A topic that I’ve seen come up quite a bit recently with students in the Part-Time YouTube Academy (PTYA) and LBA actually and that’s the issue of overthinking when it comes to content creation.
As a little bit of context, before I posted my first YouTube video in 2017, I spent about seven years waiting to post my first video. My ambitions to start a YouTube channel really began way back in 2010, I just didn’t get over that initial hurdle until I began posting content consistently in 2017 and even then I started off posting music content.
But in those seven years, I researched cameras obsessively. I read every guide I could find on editing. I watched dozens of other creators and tried to reverse-engineer exactly what made them successful. I wrote outlines for videos I never filmed and had long internal debates about whether my content was sufficiently defined.
At the time, I told myself this was all necessary groundwork and I’d start for real once I felt ready but now I know the reality that I was never going to feel ready.
Readiness, when it comes to creative work, isn’t a state you arrive at before you start. It’s a state you work yourself into by starting. The confidence to post comes from posting, not from preparing to post.
I’ve thought a lot about why creators – including me, including people I know who’ve been putting off starting or posting more consistently for months – fall into this trap. And I think there are two things going on.
The first is that research and planning feels productive.
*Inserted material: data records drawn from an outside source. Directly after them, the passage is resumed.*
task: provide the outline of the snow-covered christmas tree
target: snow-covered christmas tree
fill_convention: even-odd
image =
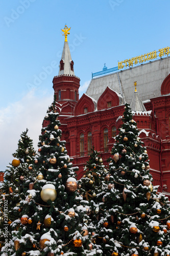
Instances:
[[[19,201],[25,199],[29,185],[34,181],[33,163],[35,156],[32,140],[28,136],[28,130],[21,133],[18,148],[12,154],[14,159],[7,166],[1,187],[0,241],[1,245],[11,237],[12,222],[21,215]],[[6,239],[7,239],[7,240]]]
[[[78,192],[77,168],[60,139],[58,116],[54,100],[39,137],[37,178],[20,202],[22,216],[13,222],[12,240],[3,255],[101,255],[93,248],[88,226],[84,227],[89,217]]]
[[[170,203],[153,187],[147,151],[126,104],[98,208],[103,255],[168,255]],[[98,195],[97,195],[98,196]]]

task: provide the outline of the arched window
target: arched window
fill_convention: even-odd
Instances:
[[[112,128],[112,137],[115,137],[116,135],[116,127],[113,126]]]
[[[91,153],[92,148],[92,135],[91,132],[89,132],[87,135],[87,147],[88,154]]]
[[[84,140],[83,133],[81,133],[80,135],[80,155],[81,157],[84,157]]]
[[[108,147],[107,142],[108,141],[108,129],[106,128],[104,131],[104,152],[108,152]]]
[[[60,90],[58,91],[58,99],[61,99],[61,91]]]

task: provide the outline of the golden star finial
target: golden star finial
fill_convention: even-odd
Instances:
[[[62,33],[62,34],[63,35],[64,35],[65,36],[65,42],[67,42],[67,35],[69,35],[69,32],[68,32],[70,29],[71,27],[70,27],[69,29],[68,28],[67,25],[65,24],[65,27],[64,28],[64,29],[61,29],[61,30],[64,32],[64,34],[63,35]]]
[[[134,86],[135,87],[135,92],[137,92],[137,90],[136,90],[137,82],[136,82],[136,82],[134,82]]]
[[[39,229],[39,230],[40,230],[40,226],[41,225],[41,223],[40,223],[40,221],[38,221],[38,223],[37,224],[37,230]]]

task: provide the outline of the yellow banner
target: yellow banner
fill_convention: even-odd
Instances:
[[[157,53],[158,53],[158,55],[157,55]],[[145,53],[143,55],[142,54],[140,56],[134,57],[131,59],[125,59],[123,61],[119,61],[118,62],[118,69],[122,69],[124,67],[126,68],[127,68],[127,66],[129,67],[131,66],[133,67],[133,65],[136,65],[138,63],[142,63],[143,61],[145,62],[148,60],[152,60],[152,59],[156,59],[158,57],[161,57],[166,55],[168,56],[168,54],[169,54],[169,47],[167,46],[165,48],[160,49],[157,52],[154,51],[148,53]]]

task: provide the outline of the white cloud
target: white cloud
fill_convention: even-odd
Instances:
[[[13,158],[21,133],[29,129],[28,136],[37,150],[42,123],[54,95],[37,97],[37,91],[29,92],[19,101],[0,110],[0,171],[3,172]]]

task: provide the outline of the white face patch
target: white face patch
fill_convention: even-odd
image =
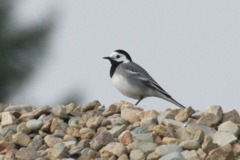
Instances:
[[[130,60],[128,60],[124,54],[117,53],[117,52],[112,52],[109,57],[111,57],[111,59],[116,62],[123,62],[123,63],[130,62]]]

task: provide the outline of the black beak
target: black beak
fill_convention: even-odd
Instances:
[[[111,60],[111,57],[103,57],[103,59]]]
Watching other creators, studying thumbnails, reading about the algorithm – it all gives you the sensation of making progress without actually requiring you to put something into the world that can be judged. It’s activity that looks like work but functions, at least partly, as a delay mechanism.
The second is that our brains are remarkably good at generating reasons why conditions aren’t quite right yet. “I’ll start once I’ve figured out my niche.” “Once my editing is better.” “Once I’ve got better equipment.” These feel like sensible preconditions. They’re almost always excuses dressed up as requirements.
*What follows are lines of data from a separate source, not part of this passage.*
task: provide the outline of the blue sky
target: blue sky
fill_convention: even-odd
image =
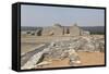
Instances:
[[[21,26],[104,26],[105,11],[98,9],[61,8],[44,5],[21,7]]]

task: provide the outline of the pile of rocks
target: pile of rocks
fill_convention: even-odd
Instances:
[[[22,69],[35,69],[39,65],[48,65],[49,59],[63,60],[65,58],[69,58],[71,66],[77,66],[81,64],[77,51],[105,52],[105,38],[95,39],[92,36],[81,36],[72,37],[69,40],[53,41],[47,48],[34,54]]]

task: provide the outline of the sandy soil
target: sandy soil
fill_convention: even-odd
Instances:
[[[82,65],[102,65],[105,64],[104,52],[78,52]]]

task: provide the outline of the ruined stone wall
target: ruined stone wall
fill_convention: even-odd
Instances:
[[[81,29],[80,29],[80,27],[77,27],[77,26],[71,26],[70,28],[69,28],[69,30],[70,30],[70,36],[80,36],[81,35]]]

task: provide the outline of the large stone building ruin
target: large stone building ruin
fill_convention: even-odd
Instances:
[[[35,35],[35,36],[81,36],[89,35],[89,32],[82,29],[77,25],[72,26],[61,26],[60,24],[55,24],[53,26],[46,26],[41,29],[22,32],[22,34]]]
The cure I’ve found isn’t to stop thinking – it’s to limit it.
Give yourself a defined window to research and prepare. The constraint forces a decision that open-ended deliberation never will. I’ve seen people who’ve spent 6 months “getting ready” publish something in the first week of joining PTYA and immediately wonder what they were waiting for.
The other thing that helped me enormously was lowering the stakes of the first attempt. My first YouTube video wasn’t meant to be my best YouTube video. It was meant to be my first one – something to learn from, iterate on, and build on. Framing it that way made pressing record feel much less like a high-stakes performance. What I’ve increasingly come to realise is that the gap between where you start and where you want to be as a creator can only be closed by making things. Every video, every post, every piece of content you publish is a rep and reps are how you get good.
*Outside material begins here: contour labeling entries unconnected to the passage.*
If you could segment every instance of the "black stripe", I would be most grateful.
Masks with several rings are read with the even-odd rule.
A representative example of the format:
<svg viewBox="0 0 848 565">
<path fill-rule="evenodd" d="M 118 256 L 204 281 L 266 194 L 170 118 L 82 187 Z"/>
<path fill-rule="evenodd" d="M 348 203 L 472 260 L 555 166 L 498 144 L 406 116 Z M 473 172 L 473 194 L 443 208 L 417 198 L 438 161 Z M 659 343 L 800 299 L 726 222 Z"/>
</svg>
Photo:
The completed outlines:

Put another way, the version of you who has posted 20 imperfect videos will always outperform the version who spent that same time preparing for one perfect first attempt. It goes back to the whole meaning behind the parable of the Pottery Class which I know I’ve mentioned numerous times before but it’s true.
If you also receive ProductiveNotes on a Monday, you’ll know that I talked about procrastination this week and I appreciate this is a similar point, but I’ve writing about it again because I’m really keen to encourage people towards taking action and learn through doing rather than thinking or planning. (So if this is a second reminder this week to take that action, I hope it’s helped!).
So my challenge for you this week is to ask yourself what’s one piece of content you’ve been “getting ready” to make? Set a timer for 30 minutes and just make a start – even a rough one. You’ll be amazed what happens when you remove the pressure of it being good.